Quanto aos aspectos negativos da assistência, embora tenham sido menos citados, o que teve maior ocorrência foi o atendimento prestado por alguns profissionais de saúde. Entre esses casos, encontraram-se situações em que as mulheres assistidas perceberam o atendimento como grosseiro, impaciente, desumano, pouco atencioso, entre outras características apontadas. Contribuíram para a produção desses dados principalmente as mulheres solteiras. Waldenström (2004) encontrou uma associação entre essa condição social e a avaliação negativa da experiência do parto. Essa autora realizou um estudo que buscou compreender os fatores que poderiam ter contribuído para que a avaliação do parto tendesse a se tornar mais negativa com o tempo e identificou, com relação à assistência, que o fato de a mulher não se sentir satisfeita com a atenção dispensada às suas necessidades pelos cuidadores foi o fator estatisticamente mais significativo que determinou que a sua opinião se tornasse menos positiva com o decorrer do tempo. Fowles (1998), em estudo que investigou as considerações de 77 mulheres dois meses após o parto, identificou entre as frustrações levantadas que a percepção negativa dos cuidadores foi o segundo aspecto mais citado nessa categoria, sendo que as mulheres se referiram a comportamentos dos profissionais que elas avaliaram como grosseiro, não cuidadoso e indesejável.

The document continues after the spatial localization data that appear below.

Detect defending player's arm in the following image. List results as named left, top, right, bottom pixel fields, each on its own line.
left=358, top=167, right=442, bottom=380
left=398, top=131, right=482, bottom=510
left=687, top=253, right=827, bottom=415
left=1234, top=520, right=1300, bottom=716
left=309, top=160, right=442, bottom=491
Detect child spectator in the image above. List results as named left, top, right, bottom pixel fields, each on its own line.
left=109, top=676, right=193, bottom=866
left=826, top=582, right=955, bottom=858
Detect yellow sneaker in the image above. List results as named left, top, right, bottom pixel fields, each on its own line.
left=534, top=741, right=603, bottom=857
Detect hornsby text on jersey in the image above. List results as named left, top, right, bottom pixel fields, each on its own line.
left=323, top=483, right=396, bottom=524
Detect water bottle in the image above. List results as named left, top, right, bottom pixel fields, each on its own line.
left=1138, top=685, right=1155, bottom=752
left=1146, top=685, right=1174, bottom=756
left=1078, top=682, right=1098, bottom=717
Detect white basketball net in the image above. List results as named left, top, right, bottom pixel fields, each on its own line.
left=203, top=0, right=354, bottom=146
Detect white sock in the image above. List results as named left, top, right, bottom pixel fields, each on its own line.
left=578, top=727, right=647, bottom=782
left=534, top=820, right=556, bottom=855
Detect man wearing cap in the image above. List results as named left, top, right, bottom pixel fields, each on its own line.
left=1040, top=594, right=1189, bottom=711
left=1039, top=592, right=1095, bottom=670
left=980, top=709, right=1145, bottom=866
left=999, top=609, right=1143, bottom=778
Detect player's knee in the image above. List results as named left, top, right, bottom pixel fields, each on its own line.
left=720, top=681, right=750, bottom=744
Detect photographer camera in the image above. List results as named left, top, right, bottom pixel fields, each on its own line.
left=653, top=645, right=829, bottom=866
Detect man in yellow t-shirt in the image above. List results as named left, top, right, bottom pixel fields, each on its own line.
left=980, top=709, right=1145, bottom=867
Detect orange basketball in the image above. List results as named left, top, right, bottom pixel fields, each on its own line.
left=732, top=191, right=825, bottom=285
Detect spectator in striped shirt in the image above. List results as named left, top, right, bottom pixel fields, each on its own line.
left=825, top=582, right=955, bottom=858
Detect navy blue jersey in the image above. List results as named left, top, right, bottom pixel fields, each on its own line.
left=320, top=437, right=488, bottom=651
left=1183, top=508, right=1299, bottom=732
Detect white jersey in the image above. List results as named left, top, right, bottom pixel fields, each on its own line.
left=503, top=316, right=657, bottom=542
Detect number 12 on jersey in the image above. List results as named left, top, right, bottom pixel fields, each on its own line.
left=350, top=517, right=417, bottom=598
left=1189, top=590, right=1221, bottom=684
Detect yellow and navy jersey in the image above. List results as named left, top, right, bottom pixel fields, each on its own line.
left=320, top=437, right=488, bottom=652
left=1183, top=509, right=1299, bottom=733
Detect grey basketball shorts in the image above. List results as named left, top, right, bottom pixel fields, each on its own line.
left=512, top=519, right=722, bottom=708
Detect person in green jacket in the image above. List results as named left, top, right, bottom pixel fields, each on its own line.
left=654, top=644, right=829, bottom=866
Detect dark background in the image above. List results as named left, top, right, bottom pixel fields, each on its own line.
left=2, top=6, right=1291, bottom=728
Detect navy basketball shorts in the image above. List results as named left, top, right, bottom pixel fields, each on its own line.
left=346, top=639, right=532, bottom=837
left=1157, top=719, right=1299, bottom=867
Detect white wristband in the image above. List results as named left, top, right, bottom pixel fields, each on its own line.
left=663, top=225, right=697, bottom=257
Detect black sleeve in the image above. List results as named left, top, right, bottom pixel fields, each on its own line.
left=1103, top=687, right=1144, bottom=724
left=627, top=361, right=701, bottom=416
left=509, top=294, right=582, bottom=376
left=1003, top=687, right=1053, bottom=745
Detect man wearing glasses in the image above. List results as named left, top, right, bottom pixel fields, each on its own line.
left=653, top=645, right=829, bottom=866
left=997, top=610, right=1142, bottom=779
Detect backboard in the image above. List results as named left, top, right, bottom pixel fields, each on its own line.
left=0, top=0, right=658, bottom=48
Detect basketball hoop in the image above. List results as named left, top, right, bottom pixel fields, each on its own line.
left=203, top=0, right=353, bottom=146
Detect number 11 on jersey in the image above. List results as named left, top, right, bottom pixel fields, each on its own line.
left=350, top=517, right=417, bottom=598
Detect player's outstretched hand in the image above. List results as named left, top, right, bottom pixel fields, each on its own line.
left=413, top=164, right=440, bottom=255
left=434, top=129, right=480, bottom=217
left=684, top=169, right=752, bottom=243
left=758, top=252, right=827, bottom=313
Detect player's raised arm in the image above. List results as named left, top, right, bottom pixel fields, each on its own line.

Ainda com relação à assistência propriamente dita, identificou-se que, ao falarem de como imaginam uma assistência ideal (classe 3), o aspecto mais mencionado pelas mulheres entrevistadas como algo que deveria estar sempre presente nessa assistência seria uma boa relação com os profissionais de saúde. Aqui, novamente, a atenção dispensada pelos profissionais é uma característica citada com freqüência. Além disso, na opinião das mulheres, permitir e possibilitar sempre a presença do acompanhante durante o processo de parto também seria uma característica importante da assistência ideal. Várias pesquisas têm apontado para os benefícios de um acompanhamento contínuo por pessoas que oferecem apoio emocional e físico à

parturiente (Brüggemann et al., 2005 & Hodnett, 2005), e o quanto as mulheres avaliam positivamente essa prática (Domingues, 2002; Hotimsky, 2001; Motta, 2003 & Santos & Siebert, 2001).

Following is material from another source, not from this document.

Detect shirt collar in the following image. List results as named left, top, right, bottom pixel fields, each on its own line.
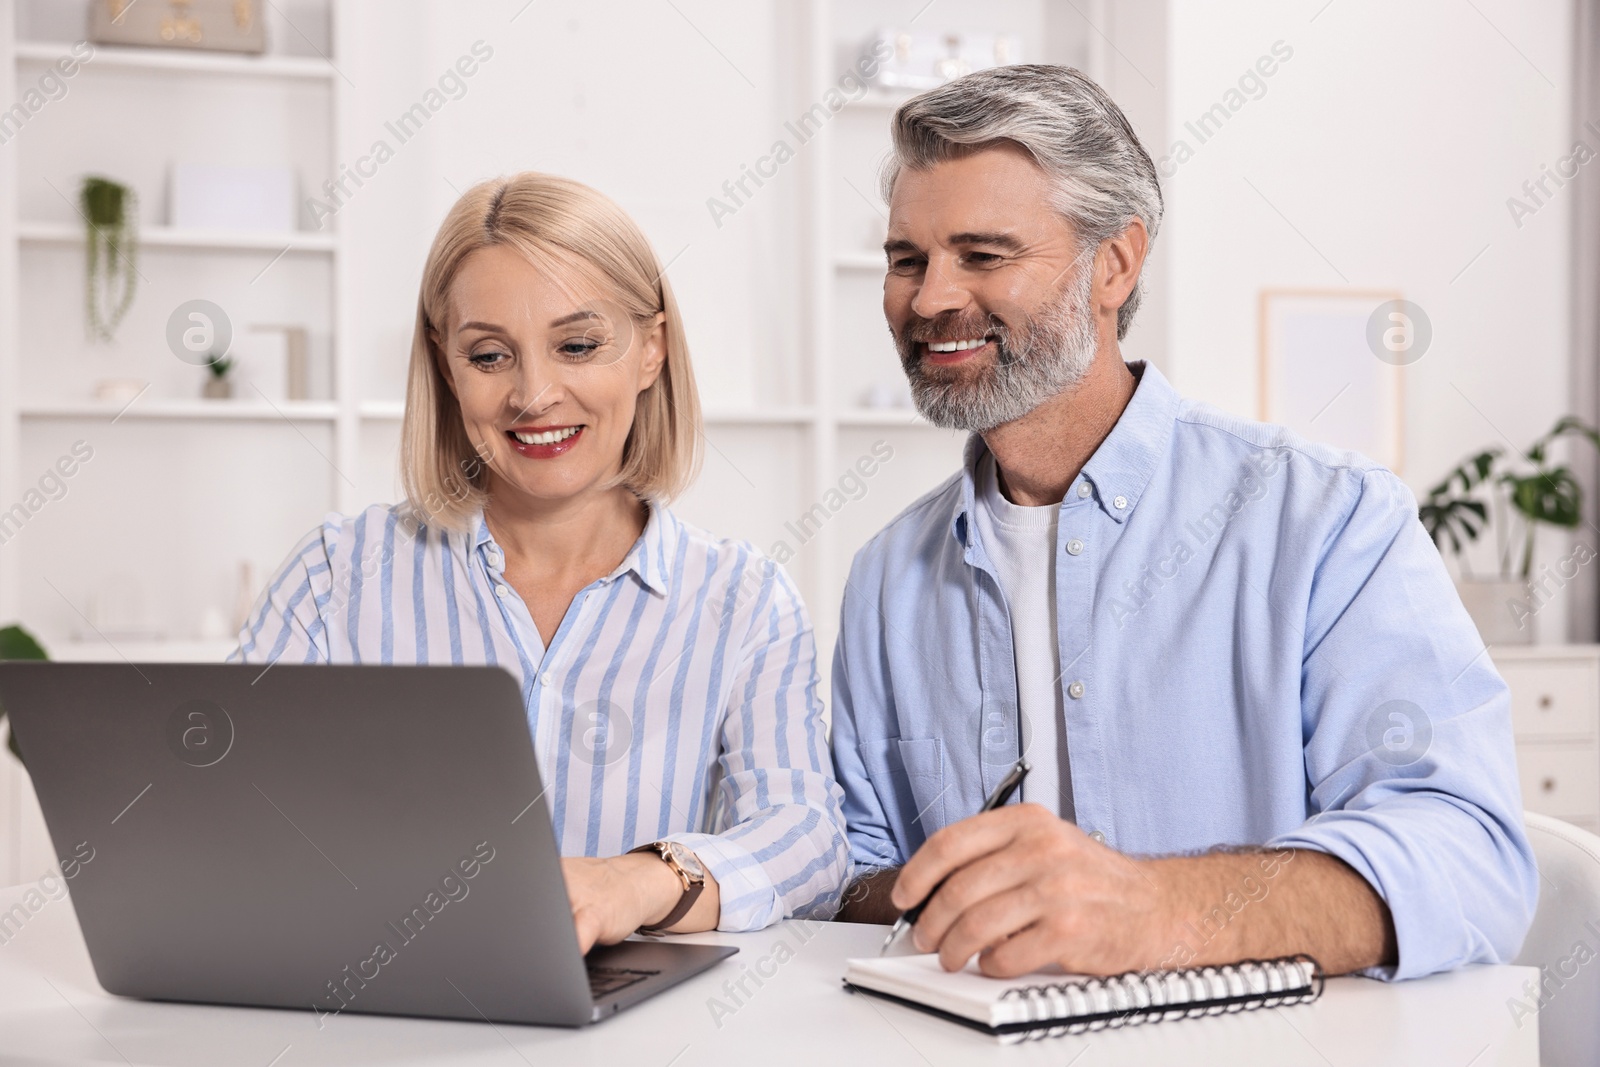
left=953, top=360, right=1180, bottom=546
left=470, top=498, right=675, bottom=598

Portanto, esses dados parecem apontar para uma representação social entre as mulheres assistidas de que uma boa assistência é aquela em que os profissionais são atenciosos, sendo a atenção identificada com os aspectos definidos anteriormente. Uma assistência ruim, por outro lado, seria aquela em que os profissionais fossem pouco atenciosos com as parturientes e as tratassem de forma desrespeitosa.